Prochaine COP en Pologne, l’autre pays du charbon

Le charbon, une énergie au coût écologique lourd. [Vyacheslav Svetlichnyy/Shutterstock]

La COP24 se tiendra à Katowice en 2018. Une étape attendue, dans un pays qui produit 80% de son électricité au charbon. Un article de notre partenaire, Ouest-France.

La COP23 s’étant déroulée à Bonn en Allemagne n’a servi qu’à jeter des bases pour 2018. Rendez-vous est donné en Pologne, l’autre pays du charbon, à Katowice pour la COP24.

Le bilan de cette COP23 à Bonn en Allemagne est maigre. « Les seules avancées sont techniques, comme la création de programmes de travail » sur la sécurité alimentaire ou le droit des peuples autochtones, liste Lucile Dufour, responsable des négociations du Réseau Action Climat. Le prochain rendez-vous a lieu en 2018 en Pologne, un grand utilisateur du charbon.

Avec des réserves qui la placent dans le top 10 mondial, la plus forte production dans l’Union européenne et une électricité qui provient à 80 % de centrales à charbon, la Pologne a toutes les raisons de défendre son or noir. Cela tombe bien : le pays accueillera la COP24, fin 2018, à Katowice.

La Pologne a pourtant changé depuis 2008 : elle importe plus de charbon qu’elle n’en exporte. Y compris auprès de fournisseurs réputés inamicaux, comme la Russie et les républiques séparatistes du Donbass, en Ukraine. Un paradoxe, alors que Varsovie pousse l’UE à importer moins de gaz russe…
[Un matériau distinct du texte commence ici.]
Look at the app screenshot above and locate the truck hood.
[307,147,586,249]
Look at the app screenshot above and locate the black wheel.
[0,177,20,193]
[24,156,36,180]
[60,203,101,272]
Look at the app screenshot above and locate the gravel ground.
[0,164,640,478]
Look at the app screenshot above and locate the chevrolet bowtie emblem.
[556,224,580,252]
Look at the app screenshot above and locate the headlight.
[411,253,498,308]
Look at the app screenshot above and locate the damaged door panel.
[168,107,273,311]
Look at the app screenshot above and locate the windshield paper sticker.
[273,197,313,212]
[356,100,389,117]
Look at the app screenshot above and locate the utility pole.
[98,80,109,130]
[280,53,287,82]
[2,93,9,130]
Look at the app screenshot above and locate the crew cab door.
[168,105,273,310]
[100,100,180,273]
Le pays doit parer à la chute de sa production, passée de 180 à 70 millions de tonnes entre 1989 et 2016, pointe Aleksander Sniegocki, du centre de recherche WiseEuropa. « La Pologne suit le même chemin que l’Europe de l’Ouest, avec vingt-cinq ans de retard. La baisse a longtemps été masquée par une diminution des exportations et des besoins de l’industrie lourde. Mais désormais, la production nationale peine aussi à répondre à la demande. »

Trop polluant, trop coûteux

Les Polonais sont les plus gros consommateurs de charbon en Europe. Quatre maisons sur cinq sont encore chauffées au poêle à charbon, très polluant. Les mines, qui manquent de main-d’œuvre, n’arrivent plus à fournir… Le syndicat des mineurs a alerté le gouvernement sur cette « situation dramatique », fin septembre.